O Tribunal de Justiça de Minas Gerais (TJMG) autorizou, nesta semana, a retomada do funcionamento e o plano de expansão das escolas cívico-militares em todo o estado. A decisão, proferida pela juíza Janete Gomes Moreira, da 4ª Vara da Fazenda Pública de Belo Horizonte, derruba a suspensão que havia sido determinada pelo Tribunal de Contas do Estado (TCE-MG) em dezembro passado.
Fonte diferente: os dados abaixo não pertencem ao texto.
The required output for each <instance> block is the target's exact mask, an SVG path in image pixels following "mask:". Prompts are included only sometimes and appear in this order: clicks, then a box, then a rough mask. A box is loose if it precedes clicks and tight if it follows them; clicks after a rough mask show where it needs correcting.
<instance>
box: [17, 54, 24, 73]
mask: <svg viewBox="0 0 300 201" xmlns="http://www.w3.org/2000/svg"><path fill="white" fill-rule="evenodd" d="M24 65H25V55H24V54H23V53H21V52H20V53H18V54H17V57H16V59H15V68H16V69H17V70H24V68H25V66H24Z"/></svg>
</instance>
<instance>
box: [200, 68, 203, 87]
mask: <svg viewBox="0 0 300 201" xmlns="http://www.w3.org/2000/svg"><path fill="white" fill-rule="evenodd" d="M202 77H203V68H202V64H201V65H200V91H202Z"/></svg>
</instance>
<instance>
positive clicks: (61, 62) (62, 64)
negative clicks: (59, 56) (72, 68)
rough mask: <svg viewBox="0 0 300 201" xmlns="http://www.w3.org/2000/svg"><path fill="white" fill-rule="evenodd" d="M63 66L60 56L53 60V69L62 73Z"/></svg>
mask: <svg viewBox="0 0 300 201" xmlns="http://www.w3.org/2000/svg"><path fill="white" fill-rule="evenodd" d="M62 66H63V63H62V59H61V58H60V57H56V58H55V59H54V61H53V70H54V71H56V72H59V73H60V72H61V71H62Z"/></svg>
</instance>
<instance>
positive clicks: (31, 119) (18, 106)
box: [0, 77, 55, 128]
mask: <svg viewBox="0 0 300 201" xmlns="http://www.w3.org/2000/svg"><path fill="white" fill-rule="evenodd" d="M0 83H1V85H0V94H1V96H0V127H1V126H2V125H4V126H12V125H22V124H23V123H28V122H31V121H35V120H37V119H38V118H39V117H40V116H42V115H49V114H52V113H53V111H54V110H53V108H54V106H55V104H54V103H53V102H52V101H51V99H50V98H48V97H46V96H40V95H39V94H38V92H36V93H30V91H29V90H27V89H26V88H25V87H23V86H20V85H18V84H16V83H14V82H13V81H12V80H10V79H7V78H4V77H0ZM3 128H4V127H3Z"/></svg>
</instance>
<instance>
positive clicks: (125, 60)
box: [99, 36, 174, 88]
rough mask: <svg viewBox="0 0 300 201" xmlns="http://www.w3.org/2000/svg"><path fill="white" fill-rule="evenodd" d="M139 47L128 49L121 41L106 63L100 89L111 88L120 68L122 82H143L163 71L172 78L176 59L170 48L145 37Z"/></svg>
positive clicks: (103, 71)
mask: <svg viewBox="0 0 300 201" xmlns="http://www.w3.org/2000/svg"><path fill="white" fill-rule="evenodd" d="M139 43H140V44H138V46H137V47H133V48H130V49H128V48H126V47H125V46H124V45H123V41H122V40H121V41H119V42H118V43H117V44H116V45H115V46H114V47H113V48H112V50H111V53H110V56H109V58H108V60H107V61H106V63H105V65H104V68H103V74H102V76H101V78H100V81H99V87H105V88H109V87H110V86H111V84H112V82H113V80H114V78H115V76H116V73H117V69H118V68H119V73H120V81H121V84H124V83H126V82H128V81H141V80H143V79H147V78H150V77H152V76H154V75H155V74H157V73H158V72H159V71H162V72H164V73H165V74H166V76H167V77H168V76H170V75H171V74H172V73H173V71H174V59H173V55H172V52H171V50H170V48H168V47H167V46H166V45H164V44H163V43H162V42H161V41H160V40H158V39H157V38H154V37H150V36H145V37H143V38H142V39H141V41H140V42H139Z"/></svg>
A magistrada entendeu que o TCE excedeu suas funções ao interferir em uma escolha de gestão educacional que compete ao Poder Executivo. Segundo a decisão, o Tribunal de Contas deve se restringir a fiscalizar ilegalidades financeiras ou orçamentárias, o que não foi comprovado no caso do modelo de ensino em questão.
Continuidade e Planejamento para 2026
A liminar atende a um recurso de Zema e garante a segurança jurídica para mais de 6 mil alunos já matriculados nas nove unidades existentes no estado. Mais do que manter o que já funciona, a decisão destrava o cronograma de expansão para o ano letivo de 2026, que estava congelado.
Atualmente, as escolas em funcionamento estão concentradas em cidades como Belo Horizonte, Contagem, Itajubá e Três Corações. Contudo, com a liberação da Justiça, a Secretaria de Estado de Educação (SEE-MG) ganha autonomia para realizar novas consultas públicas em outras regionais, incluindo o Alto Paranaíba.
O Imbróglio Jurídico
A polêmica começou em agosto, quando o conselheiro Adonias Monteiro, do TCE, suspendeu o programa alegando falta de lei específica e questionando o uso de militares da reserva em funções de monitoria. O Governo Zema, por outro lado, defende que o modelo possui “compatibilidade com o ordenamento jurídico” e que a gestão compartilhada melhora os índices educacionais e a disciplina.